Still, valuations might be tested in a way 2018 never did. The test bed will be the IPO market. In 2018, IPOs for young companies revived, with 66 venture-backed deals in the first nine months and proceeds of $10.4 billion, according to Renaissance Capital. About two-thirds of the total were technology and biotech deals.
The window that opened up in the first three-quarters of the year led numerous new companies to draft plans for 2019. Included on the list of known and expected filers for the new year are high-profile unicorns Lyft, Uber, Palantir, Pinterest, Airbnb and Slack. Their success, or lack of it, could offer a telling moment on the sustainability of venture valuations.
A less obvious outgrowth of 2019’s abundant capital could well be a permanent expansion of the investment ecosystem. Venture has already seen investing spread beyond the coastal hubs of Silicon Valley, New York and Massachusetts to second-tier regions and states, such as the Midwest and Colorado, and to lesser know localities, including Atlanta.

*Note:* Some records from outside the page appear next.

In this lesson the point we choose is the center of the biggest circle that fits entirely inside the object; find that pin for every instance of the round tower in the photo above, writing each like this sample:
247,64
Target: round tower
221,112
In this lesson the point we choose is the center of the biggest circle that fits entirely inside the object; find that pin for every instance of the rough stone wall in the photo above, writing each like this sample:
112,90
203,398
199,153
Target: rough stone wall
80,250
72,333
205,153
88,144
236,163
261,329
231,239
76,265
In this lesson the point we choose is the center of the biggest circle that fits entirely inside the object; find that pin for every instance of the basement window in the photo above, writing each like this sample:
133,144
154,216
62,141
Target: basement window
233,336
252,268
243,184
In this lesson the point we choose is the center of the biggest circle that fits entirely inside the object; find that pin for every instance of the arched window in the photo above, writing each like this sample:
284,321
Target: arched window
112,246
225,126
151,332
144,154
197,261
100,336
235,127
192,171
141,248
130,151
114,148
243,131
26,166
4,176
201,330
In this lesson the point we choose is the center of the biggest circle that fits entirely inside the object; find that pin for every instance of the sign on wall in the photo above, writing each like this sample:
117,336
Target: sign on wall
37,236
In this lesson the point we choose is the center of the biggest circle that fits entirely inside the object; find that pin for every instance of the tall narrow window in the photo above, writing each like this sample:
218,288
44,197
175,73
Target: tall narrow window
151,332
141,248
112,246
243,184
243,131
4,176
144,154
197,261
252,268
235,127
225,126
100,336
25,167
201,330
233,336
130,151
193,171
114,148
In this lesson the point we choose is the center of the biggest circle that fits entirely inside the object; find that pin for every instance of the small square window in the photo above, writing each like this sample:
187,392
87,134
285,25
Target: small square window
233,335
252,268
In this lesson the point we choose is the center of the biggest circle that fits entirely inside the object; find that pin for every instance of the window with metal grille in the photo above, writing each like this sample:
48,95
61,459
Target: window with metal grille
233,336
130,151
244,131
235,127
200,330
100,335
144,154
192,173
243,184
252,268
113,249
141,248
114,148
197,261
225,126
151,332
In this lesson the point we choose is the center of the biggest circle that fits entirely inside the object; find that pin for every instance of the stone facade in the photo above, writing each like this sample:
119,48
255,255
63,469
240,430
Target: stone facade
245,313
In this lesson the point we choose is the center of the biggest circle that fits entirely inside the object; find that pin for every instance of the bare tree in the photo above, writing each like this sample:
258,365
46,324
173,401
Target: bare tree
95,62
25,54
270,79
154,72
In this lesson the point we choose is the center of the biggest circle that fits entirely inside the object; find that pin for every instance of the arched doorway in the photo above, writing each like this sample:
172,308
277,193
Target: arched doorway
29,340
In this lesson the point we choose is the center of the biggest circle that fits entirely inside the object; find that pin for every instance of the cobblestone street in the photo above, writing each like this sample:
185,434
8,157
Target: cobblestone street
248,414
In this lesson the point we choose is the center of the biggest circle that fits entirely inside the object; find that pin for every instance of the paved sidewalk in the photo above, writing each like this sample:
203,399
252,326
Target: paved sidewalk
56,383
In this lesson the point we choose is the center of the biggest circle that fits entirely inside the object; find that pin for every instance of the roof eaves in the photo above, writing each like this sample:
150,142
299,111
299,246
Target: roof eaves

More of this should take place as the nation’s talent pool broadens and investors with money in their pockets seek the leverage of low-cost environments. This might be accelerated by an ongoing shift down market, as growth and other later investors flee high valuations and shift to earlier rounds. Proprietary deal flow may require casting a broader net.
What’s also possible is the present wave of innovation may lift invested capital to a new plateau as technologies, such as artificial intelligence and big data, continue to spread to new areas of the economy, such as agriculture and space. Over the past five years, the average amount of capital invested annually has grown to $70 billion, 50 percent more than what was invested in 2007. The innovation economy may have permanently expanded to absorb this influx of capital as part of an investment cycle that may last for a decade or longer.
And yet, there are good reasons to be cautious. An international trade war appears to be heating up, and economic good times could be challenged.
“My gut instinct is we’re at the end of a cycle,” Sturiale said, singling out the concentration of investment dollars.
Whether that means 2019 will be the top is hard to know. But what’s clear is that earning venture returns on the wealth of capital now in the system will be no easy task.
The challenge facing the age of megafunds is exactly this, said Paul Madera, a managing director at Meritech Capital Partners. From a historic venture returns perspective, “I don’t believe it can handle the amount of capital being raised.”
This year isn’t likely to resolve the dilemma.